Japonya'da 35 yaşındaki Mitsukada Uçikoşi'nin, buzlarla kaplı bir dağda tam 24 gün "Kış uykusu"na (Hibernation) yatarak hayatta kalmayı başarması, tıp ve bilim dünyasının son dönemde en fazla ilgilendiği olaylar arasında. Uçikoşi Batı Japonya'daki Rokko Dağı'na tırmanmak için ekimin başında tırmanışa geçmiş. Sonra gruptan ayrılıp, tek başına tırmanmaya başladığı sırada bilincini kaybetmiş. Onu 24 gün sonra bir yamaçta uyurken bulmuşlar.

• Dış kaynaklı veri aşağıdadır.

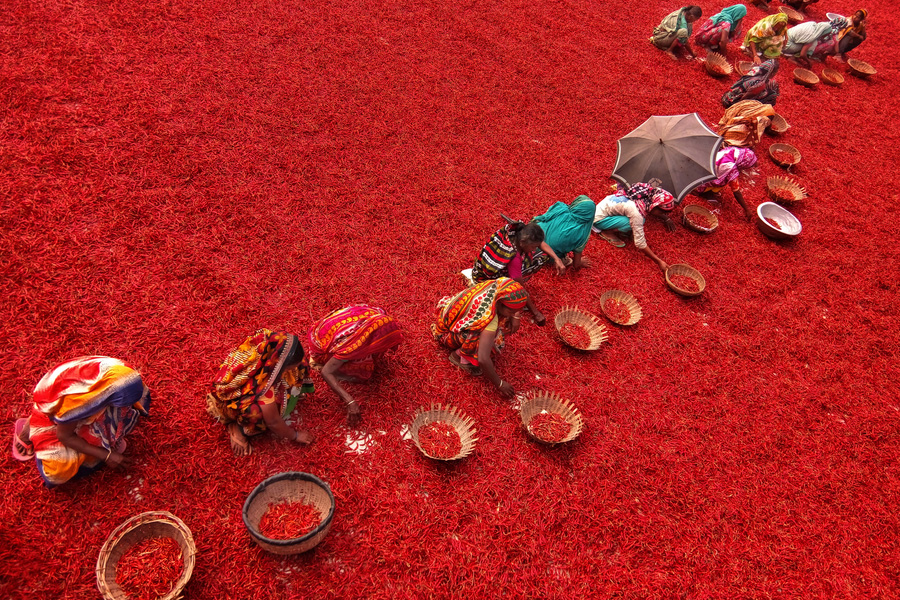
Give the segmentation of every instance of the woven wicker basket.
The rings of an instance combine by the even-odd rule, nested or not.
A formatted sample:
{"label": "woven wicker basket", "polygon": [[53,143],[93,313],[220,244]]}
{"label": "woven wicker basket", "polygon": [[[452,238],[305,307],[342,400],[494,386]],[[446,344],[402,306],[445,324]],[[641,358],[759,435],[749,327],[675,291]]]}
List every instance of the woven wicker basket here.
{"label": "woven wicker basket", "polygon": [[[612,315],[609,314],[606,310],[606,303],[610,300],[618,300],[628,309],[628,320],[627,321],[616,321],[612,318]],[[608,292],[603,292],[603,295],[600,296],[600,308],[603,310],[603,314],[617,325],[634,325],[638,321],[641,320],[641,305],[638,304],[638,301],[634,296],[629,294],[628,292],[623,292],[621,290],[609,290]]]}
{"label": "woven wicker basket", "polygon": [[[422,444],[419,442],[419,430],[432,423],[447,423],[456,429],[456,432],[459,434],[459,441],[462,442],[462,447],[456,456],[439,458],[431,456],[422,448]],[[478,441],[478,438],[475,437],[476,433],[474,419],[466,416],[458,408],[440,404],[432,404],[428,408],[422,407],[417,410],[416,415],[413,417],[412,425],[409,426],[409,434],[412,436],[416,448],[422,454],[434,460],[459,460],[472,454],[472,451],[475,450],[475,442]]]}
{"label": "woven wicker basket", "polygon": [[733,71],[732,66],[728,63],[728,59],[718,52],[707,54],[703,66],[706,67],[706,72],[713,77],[725,77],[731,75]]}
{"label": "woven wicker basket", "polygon": [[794,69],[794,81],[800,85],[805,85],[806,87],[813,87],[819,83],[819,76],[809,69],[797,67]]}
{"label": "woven wicker basket", "polygon": [[840,87],[844,84],[844,76],[834,69],[822,69],[822,81],[828,85]]}
{"label": "woven wicker basket", "polygon": [[[778,223],[778,227],[774,227],[767,219]],[[791,239],[803,231],[800,219],[774,202],[763,202],[756,207],[756,226],[763,234],[774,240]]]}
{"label": "woven wicker basket", "polygon": [[769,117],[769,131],[773,133],[784,133],[788,129],[791,128],[790,123],[787,122],[787,119],[775,113],[771,117]]}
{"label": "woven wicker basket", "polygon": [[878,72],[875,70],[875,67],[858,58],[848,58],[847,66],[850,67],[850,73],[862,78],[869,77]]}
{"label": "woven wicker basket", "polygon": [[[560,311],[556,313],[554,324],[556,325],[556,331],[560,334],[559,337],[563,343],[576,350],[596,350],[600,347],[600,344],[606,341],[606,327],[603,326],[600,319],[576,306],[566,306],[565,308],[560,309]],[[567,324],[583,327],[591,338],[590,343],[588,343],[586,347],[581,348],[566,340],[562,336],[562,333],[560,333],[560,330]]]}
{"label": "woven wicker basket", "polygon": [[794,204],[806,198],[806,190],[789,177],[768,177],[766,191],[769,198],[779,204]]}
{"label": "woven wicker basket", "polygon": [[790,6],[781,6],[778,10],[787,15],[789,23],[802,23],[806,20],[806,16],[803,13],[794,10]]}
{"label": "woven wicker basket", "polygon": [[[787,152],[793,157],[793,160],[785,162],[784,160],[775,158],[776,152]],[[782,167],[791,167],[800,162],[800,151],[790,144],[772,144],[769,146],[769,156],[772,157],[772,161],[774,161],[775,164],[781,165]]]}
{"label": "woven wicker basket", "polygon": [[750,72],[750,69],[753,68],[753,61],[750,60],[736,60],[734,62],[734,71],[741,77]]}
{"label": "woven wicker basket", "polygon": [[[697,286],[700,288],[698,292],[690,292],[688,290],[681,289],[674,283],[670,277],[672,275],[684,275],[685,277],[690,277],[694,281],[697,282]],[[703,275],[700,274],[700,271],[695,269],[690,265],[669,265],[669,268],[666,269],[666,285],[672,289],[676,294],[681,294],[682,296],[687,296],[688,298],[692,296],[699,296],[703,293],[703,290],[706,289],[706,280],[703,279]]]}
{"label": "woven wicker basket", "polygon": [[100,555],[97,557],[97,589],[105,600],[128,600],[119,584],[116,583],[116,567],[119,559],[131,549],[132,546],[150,538],[172,538],[181,547],[181,558],[184,561],[184,569],[181,576],[173,582],[171,591],[162,596],[160,600],[175,600],[181,597],[181,591],[191,579],[194,572],[194,561],[197,556],[197,546],[191,530],[184,522],[165,511],[150,511],[131,517],[109,534]]}
{"label": "woven wicker basket", "polygon": [[[697,225],[693,221],[691,221],[691,216],[697,215],[699,217],[705,217],[710,222],[710,227],[707,229],[706,227],[701,227]],[[692,229],[698,233],[712,233],[719,226],[719,219],[709,210],[703,208],[702,206],[698,206],[696,204],[688,204],[681,211],[681,221],[684,223],[684,226],[688,229]]]}
{"label": "woven wicker basket", "polygon": [[[322,522],[304,536],[291,540],[273,540],[259,532],[259,522],[278,502],[305,502],[319,509]],[[247,496],[244,502],[244,525],[250,537],[264,550],[273,554],[300,554],[316,547],[331,529],[334,519],[334,495],[328,484],[309,473],[288,471],[269,477]]]}
{"label": "woven wicker basket", "polygon": [[[534,435],[529,424],[535,415],[539,415],[542,412],[555,413],[562,416],[571,426],[569,434],[558,442],[546,442]],[[571,442],[584,429],[584,419],[581,418],[581,413],[578,412],[575,405],[553,393],[529,392],[519,407],[519,416],[522,418],[522,425],[525,427],[528,435],[542,444]]]}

Vücut ısısı 22 dereceymiş. Nabzı duyulmuyormuş. Bütün hayati organları, bu konumda kendilerini kapatmışlar. Donma aşamasına yakın bir konumda kış uykusuna yatarak, yaşamayı başarmış. Beyni hiç zarar görmemiş. Hiç su içmemesine rağmen yaşamayı başarmış. Vücut ısısını yükselterek tedavi edildikten sonra da normal yaşama dönmüş. Bu olayın uzay yolculuklarında, öldürücü hastalıkların zamana dayalı tedavilerinde, "İskemi" diye bilinen kansızlıkların tedavisinde ne tür ufukları açtığını şimdi tıp adamları tartışıyor. Bazı hayvanların doğal olarak ve deney farelerinin gerekli ortam yaratılarak kış uykusuna yatabilmelerinin, insanlar için de mümkün olması, gerçekten çarpıcı bir durum.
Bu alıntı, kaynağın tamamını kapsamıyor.